2009 yılında Tokyo Yabancı Diller Üniversitesi’nde Kürtçe derslerine başladık. Bu dersler hem halka açık “açık akademi” kapsamında, hem de üniversite öğrencilerine yönelik iki kredilik seçmeli ders olarak yürütülüyor. Haftada iki gün yapılan dersler bugüne kadar kesintisiz devam etti ve herhangi bir idari engelle karşılaşılmadı. Ancak Türkiye, derslerin başlamasından sonra Dışişleri Bakanlığı aracılığıyla Japon makamlarına “böyle bir şeyi kabul etmiyoruz” şeklinde itirazlarda bulundu. Bu girişimler 2019’dan itibaren daha sık ve görünür hale geldi. Tokyo Yabancı Diller Üniversitesi’ni en çok ziyaret eden diplomatik temsilciliğin Türkiye Büyükelçiliği olduğu yönünde bir izlenim oluştu. Türkiye tarafı ayrıca, bu derslerin Japonya’da verilmemesi, bunun yerine online olarak Türkiye’den verilmesi ve masrafların kendileri tarafından karşılanması yönünde bir teklifte bulundu. Ancak Japon yetkililer, derslerin akademik bir çerçevede yürütülmesi gerektiğini belirterek bu öneriyi reddetti.

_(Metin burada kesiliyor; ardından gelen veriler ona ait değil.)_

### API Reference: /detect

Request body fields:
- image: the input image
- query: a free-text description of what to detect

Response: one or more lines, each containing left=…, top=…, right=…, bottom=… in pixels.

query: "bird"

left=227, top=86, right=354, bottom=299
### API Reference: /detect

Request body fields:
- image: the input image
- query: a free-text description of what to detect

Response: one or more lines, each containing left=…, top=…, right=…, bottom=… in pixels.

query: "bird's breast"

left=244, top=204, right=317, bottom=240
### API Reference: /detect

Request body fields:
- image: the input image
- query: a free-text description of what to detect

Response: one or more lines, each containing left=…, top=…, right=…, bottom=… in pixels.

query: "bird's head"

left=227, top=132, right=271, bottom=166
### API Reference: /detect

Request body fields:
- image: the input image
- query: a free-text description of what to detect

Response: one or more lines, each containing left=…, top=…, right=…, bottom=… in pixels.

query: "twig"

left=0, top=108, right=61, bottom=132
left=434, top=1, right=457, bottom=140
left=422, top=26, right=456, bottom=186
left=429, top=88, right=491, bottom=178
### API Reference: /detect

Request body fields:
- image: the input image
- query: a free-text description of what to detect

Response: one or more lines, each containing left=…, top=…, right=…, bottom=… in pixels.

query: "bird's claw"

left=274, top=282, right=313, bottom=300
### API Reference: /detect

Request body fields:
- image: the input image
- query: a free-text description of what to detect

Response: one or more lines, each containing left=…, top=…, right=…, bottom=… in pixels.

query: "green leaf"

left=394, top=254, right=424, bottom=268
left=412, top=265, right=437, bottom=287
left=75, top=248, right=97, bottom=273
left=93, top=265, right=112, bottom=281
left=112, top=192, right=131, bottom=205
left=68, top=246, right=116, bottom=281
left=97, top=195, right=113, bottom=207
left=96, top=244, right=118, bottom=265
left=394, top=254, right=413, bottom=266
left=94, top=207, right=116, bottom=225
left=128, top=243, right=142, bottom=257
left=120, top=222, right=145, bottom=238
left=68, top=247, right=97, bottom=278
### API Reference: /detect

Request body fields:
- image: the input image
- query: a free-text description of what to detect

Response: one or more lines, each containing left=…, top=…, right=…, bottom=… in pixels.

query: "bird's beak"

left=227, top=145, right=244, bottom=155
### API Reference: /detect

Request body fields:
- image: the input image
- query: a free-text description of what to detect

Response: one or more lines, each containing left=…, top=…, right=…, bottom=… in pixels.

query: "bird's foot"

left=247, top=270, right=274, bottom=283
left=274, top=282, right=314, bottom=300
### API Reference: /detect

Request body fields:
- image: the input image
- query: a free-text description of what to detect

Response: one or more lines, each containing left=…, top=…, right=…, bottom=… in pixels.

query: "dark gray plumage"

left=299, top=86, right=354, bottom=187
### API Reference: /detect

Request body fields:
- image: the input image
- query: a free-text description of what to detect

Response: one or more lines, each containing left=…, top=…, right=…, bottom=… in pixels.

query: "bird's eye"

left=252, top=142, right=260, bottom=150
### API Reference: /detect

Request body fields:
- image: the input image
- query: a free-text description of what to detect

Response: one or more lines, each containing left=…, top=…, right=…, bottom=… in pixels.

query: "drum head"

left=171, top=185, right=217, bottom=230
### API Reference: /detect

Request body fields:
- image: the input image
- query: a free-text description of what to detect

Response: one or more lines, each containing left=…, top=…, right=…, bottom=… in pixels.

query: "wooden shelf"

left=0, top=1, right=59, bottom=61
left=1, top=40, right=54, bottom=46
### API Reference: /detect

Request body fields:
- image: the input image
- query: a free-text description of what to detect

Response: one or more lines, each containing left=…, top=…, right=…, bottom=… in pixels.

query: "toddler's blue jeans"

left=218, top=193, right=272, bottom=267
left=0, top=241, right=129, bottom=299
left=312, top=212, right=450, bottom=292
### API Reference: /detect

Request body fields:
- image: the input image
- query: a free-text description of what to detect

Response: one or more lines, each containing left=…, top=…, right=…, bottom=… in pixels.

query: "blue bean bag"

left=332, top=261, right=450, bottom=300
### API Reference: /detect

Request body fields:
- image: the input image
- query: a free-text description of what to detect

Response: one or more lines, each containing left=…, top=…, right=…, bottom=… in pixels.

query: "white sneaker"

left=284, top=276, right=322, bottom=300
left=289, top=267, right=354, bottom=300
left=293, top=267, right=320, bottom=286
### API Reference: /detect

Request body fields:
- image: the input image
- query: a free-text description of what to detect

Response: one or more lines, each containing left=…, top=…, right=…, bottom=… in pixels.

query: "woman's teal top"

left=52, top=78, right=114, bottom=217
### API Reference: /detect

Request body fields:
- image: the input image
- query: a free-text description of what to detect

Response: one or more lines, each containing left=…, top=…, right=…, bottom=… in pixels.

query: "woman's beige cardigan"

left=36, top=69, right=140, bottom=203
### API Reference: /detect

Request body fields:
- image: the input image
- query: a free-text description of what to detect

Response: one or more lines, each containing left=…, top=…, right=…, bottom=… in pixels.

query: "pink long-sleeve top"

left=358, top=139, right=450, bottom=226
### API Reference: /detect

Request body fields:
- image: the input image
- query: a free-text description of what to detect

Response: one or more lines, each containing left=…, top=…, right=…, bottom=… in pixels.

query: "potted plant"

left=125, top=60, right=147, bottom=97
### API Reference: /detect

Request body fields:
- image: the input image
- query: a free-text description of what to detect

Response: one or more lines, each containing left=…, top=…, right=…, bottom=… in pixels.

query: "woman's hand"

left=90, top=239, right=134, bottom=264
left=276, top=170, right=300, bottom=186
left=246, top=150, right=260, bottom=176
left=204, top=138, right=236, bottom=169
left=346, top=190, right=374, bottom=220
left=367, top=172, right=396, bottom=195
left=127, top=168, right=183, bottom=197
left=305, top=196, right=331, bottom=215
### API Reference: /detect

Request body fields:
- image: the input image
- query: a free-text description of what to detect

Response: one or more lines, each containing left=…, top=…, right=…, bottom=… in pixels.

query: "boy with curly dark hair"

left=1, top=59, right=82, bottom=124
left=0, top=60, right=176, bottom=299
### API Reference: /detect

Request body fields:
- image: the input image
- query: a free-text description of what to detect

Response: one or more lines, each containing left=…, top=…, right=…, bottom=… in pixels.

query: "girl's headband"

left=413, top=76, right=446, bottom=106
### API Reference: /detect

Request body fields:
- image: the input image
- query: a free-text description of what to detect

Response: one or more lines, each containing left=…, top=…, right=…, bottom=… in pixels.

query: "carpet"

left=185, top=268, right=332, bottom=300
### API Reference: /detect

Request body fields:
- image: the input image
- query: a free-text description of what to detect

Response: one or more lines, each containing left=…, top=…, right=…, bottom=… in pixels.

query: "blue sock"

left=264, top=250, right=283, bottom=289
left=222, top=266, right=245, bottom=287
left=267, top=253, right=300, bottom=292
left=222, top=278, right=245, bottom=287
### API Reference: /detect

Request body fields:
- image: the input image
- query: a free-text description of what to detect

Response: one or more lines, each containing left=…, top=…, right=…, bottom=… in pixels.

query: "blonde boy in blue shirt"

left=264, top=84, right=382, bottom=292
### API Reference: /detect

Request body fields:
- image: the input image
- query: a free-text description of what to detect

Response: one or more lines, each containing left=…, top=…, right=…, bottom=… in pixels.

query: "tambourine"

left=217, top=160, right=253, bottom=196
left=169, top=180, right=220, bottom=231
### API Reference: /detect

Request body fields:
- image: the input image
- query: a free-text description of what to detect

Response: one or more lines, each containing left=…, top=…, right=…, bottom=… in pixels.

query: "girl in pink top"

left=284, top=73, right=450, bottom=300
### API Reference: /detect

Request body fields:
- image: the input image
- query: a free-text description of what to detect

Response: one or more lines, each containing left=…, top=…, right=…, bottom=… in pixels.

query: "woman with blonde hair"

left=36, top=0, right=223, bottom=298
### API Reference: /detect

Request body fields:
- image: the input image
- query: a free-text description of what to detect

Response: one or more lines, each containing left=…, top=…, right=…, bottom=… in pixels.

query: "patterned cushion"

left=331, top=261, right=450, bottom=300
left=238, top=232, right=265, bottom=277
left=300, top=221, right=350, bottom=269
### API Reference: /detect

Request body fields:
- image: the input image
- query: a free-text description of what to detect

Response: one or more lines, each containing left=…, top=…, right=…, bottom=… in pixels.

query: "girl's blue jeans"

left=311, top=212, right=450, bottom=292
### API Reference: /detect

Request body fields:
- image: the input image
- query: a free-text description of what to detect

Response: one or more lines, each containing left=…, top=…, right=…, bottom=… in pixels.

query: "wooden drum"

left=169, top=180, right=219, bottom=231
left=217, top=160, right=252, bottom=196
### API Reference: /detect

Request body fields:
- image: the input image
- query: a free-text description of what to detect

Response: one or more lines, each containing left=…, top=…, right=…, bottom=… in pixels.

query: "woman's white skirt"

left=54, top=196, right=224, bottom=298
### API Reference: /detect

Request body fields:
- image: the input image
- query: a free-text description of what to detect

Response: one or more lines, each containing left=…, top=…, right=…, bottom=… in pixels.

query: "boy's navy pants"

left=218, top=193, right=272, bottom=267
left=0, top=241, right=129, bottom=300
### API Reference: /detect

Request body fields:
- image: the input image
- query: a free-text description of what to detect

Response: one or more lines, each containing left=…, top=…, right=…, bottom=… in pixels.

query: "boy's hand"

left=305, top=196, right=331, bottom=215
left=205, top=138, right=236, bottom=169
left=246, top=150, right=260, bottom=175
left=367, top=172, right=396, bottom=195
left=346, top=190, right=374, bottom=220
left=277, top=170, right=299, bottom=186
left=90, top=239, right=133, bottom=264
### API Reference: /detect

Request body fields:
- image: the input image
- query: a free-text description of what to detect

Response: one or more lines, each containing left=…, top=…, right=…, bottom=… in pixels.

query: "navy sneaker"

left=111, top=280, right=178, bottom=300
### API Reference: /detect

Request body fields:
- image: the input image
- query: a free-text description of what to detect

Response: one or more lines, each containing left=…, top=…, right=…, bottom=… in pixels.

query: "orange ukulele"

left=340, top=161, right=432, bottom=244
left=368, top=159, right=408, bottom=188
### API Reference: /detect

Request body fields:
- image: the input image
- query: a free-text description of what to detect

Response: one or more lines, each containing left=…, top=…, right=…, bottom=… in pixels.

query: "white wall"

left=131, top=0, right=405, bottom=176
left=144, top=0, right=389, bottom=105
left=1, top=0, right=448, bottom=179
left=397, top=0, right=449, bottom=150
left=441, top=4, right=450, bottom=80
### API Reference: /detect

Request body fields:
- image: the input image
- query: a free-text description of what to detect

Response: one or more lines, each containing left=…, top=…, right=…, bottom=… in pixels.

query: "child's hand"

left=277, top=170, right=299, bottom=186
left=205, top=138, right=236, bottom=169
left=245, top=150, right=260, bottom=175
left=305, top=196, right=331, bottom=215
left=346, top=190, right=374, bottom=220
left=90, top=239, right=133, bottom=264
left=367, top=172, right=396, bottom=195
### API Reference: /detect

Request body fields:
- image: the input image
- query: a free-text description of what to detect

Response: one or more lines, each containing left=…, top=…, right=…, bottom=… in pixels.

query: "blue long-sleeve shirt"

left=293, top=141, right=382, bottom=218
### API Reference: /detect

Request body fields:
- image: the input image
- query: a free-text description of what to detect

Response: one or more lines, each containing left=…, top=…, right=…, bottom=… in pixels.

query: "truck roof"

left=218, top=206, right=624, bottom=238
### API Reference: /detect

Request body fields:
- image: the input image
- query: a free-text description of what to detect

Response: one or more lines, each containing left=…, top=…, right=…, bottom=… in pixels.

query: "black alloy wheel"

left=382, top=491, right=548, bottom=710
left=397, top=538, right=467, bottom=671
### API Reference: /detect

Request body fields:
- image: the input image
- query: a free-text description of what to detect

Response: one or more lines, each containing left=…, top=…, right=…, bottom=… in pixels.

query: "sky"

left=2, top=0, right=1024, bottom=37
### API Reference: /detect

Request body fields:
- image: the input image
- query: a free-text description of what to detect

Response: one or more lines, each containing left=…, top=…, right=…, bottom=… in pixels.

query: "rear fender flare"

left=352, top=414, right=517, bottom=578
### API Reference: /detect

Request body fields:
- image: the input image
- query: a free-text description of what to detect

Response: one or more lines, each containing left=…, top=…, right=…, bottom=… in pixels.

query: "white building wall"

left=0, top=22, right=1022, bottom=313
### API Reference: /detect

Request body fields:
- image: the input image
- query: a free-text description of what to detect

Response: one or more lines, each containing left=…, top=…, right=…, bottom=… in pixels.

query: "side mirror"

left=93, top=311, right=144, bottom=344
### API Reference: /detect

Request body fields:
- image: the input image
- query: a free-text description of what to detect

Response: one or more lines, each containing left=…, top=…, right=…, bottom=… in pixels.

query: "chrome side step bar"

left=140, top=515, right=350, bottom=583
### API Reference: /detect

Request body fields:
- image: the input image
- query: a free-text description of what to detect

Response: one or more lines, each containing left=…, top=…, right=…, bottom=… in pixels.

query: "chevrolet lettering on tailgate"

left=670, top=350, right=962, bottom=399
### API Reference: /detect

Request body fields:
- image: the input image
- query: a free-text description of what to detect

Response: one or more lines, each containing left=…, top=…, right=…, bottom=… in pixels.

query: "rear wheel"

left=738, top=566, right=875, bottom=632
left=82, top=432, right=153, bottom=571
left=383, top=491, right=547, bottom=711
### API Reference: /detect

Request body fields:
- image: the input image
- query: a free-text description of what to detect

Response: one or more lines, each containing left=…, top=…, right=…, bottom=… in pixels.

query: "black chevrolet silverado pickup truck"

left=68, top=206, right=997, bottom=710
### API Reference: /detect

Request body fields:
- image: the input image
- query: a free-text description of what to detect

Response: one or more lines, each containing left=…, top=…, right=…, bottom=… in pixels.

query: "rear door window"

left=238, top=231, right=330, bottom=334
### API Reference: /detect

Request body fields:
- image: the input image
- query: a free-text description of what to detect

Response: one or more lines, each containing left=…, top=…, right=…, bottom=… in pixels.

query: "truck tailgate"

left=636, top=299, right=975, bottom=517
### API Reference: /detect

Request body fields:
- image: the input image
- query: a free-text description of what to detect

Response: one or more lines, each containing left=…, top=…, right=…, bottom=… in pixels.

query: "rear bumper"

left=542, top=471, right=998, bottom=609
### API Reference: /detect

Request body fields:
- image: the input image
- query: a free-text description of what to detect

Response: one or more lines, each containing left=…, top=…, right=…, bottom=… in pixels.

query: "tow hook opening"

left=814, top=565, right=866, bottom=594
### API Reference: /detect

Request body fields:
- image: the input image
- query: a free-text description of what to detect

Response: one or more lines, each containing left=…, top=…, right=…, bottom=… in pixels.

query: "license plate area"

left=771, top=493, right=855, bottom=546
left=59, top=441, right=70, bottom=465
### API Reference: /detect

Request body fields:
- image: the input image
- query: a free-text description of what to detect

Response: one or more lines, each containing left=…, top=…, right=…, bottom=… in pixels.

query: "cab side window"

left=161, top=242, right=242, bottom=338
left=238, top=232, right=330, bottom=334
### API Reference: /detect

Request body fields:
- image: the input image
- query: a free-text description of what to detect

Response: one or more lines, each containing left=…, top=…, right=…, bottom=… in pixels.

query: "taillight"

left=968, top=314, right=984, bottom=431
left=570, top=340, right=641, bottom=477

Japonya medyasında Kürtlerle ilgili haberler yer alıyor mu? Kürt meselesi Japon kamuoyunda nasıl algılanıyor?
Son yıllarda Kürtlere yönelik nefret söylemleriyle birlikte buna karşı tepkiler de medyada yer bulmaya başladı. Japonya’daki medya organlarının büyük çoğunluğu Kürtlerle ilgili haberlere olumlu yaklaşım sergiliyor. Ancak içlerinden biri, belirgin şekilde anti-Kürt propaganda yürütüyor. Sayın Öcalan’ın açıklamaları Japon medyasında geniş yer buldu. Kürt kültürü, Kürt yemekleri ve özellikle Newroz etkinlikleri sıkça haberleştirildi. Hemen her hafta farklı bir Japon medya kuruluşunda genellikle olumlu içerikler yayımlanmaya devam ediyor.
Japonya’da Kürtlere yönelik ırkçı saldırılar son yıllarda arttı mı? Saldırıların altındaki temel nedenler neler?
Bu gelişmeleri anlamak için arka planına bakmak gerekiyor. Bize göre, bu saldırılar Türkiye’nin Japonya’daki büyükelçiliği ya da istihbaratı tarafından organize edilmiş bir özel operasyon izlenimi veriyor. Çünkü bu süreçten önce Japon kamuoyunda Kürtlerin varlığına dair bir gündem yoktu. Örneğin, yaşadığımız 600 bin nüfuslu şehirde 50 bin yabancıya karşılık yalnızca 2 bin Kürt var. Bu kadar küçük bir topluluğun bir anda meclis gündemine kadar taşınması dikkat çekicidir.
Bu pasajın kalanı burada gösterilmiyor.